Los jóvenes no piensan en la salud porque les
sobra, y aprietan sin miramiento el acelerador; para eso está la juventud,
mientras el cuerpo responde. Pero el tiempo va ahondando la fragilidad, y más
tarde o más temprano hay que empezar a cambiar algún hábito o renunciar a algún
exceso. La edad nos pone límites y nos descubre el deterioro. Quizá lo veamos
antes en los demás, pero en cada caída ajena intuimos un avance de la propia.

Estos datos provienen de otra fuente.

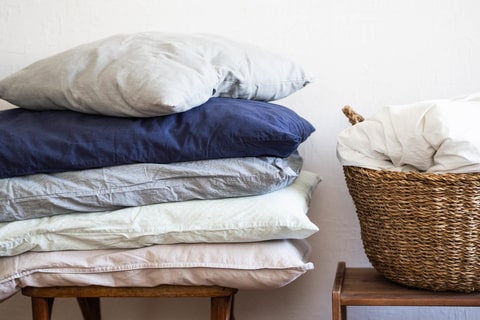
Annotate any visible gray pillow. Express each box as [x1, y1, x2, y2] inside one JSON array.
[[0, 152, 303, 222], [0, 32, 312, 117]]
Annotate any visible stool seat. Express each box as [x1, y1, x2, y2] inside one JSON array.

Tras el alivio de un dolor de cabeza o de una indigestión apunta una nueva
sabiduría de los valores, un nuevo concepto de la felicidad. Así debió gestarse
la luminosa sabiduría de Epicuro, entre cólico y cólico.
La salud no es un deber,
allá cada uno con sus cuentas. Pero eso, como toda libertad, debería hacernos
más consecuentes con lo que realmente importa.